Oil palm genome research to help increase yields

by Emma Ritch

A consortium including the Malaysian Palm Oil Board (MPOB) and St. Louis, Mo.-based Orion Genomics announced they sequenced and assembled three oil palm genomes in an ongoing project to find ways to increase yield, protect against disease, and strengthen plants against environmental stress.

The three oil palm genomes came from two oil palm species: E. oleifera, which is native to South America, and E. guineensis, which originates in Africa.

E. guineensis is more widely planted in Malaysia because of its high productivity, but E. oleifera offers increased resistance to disease and oil with higher quantities of unsaturated fats.

The group says its work provides a comprehensive genetic blueprint that could blend the benefits of the two species of the plant, increasing yields and productivity for the growing food and biodiesel markets.

The potential benefits of genome sequencing also prompted La Jolla, Calif.-based Synthetic Genomics to partner with Malaysia's Asiatic Centre for Genome Technology on research of oil palm genomes for biofuel feedstocks.

The consortium announcing the findings said their work is unique because it provides comprehensive genetic and transcriptional maps that could help oil palm researchers as they seek to understand the genes responsible for yield, disease resistance and resistance to environmental stress.

The group also included St.

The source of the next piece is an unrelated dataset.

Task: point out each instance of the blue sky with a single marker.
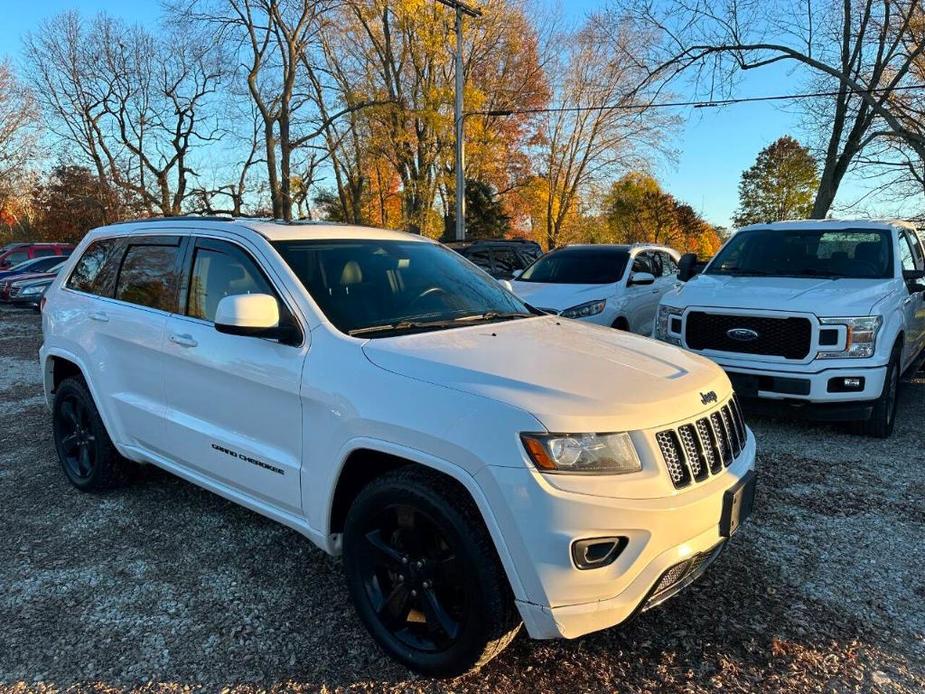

Louis-based MOgene, The Genome Center at Washington University, South Korea-based Macrogen, and Adelaide, Australia-based GeneWorks.

MPOB, Orion and MOgene also announced plans to study the epigenetic makeup of oil palm in 2010 in an effort to improve yields.

Last week, researchers from Duke University, Stanford University and Brazil unveiled two studies that examined the genome structures of biofuel yeasts in order to increasing ethanol production.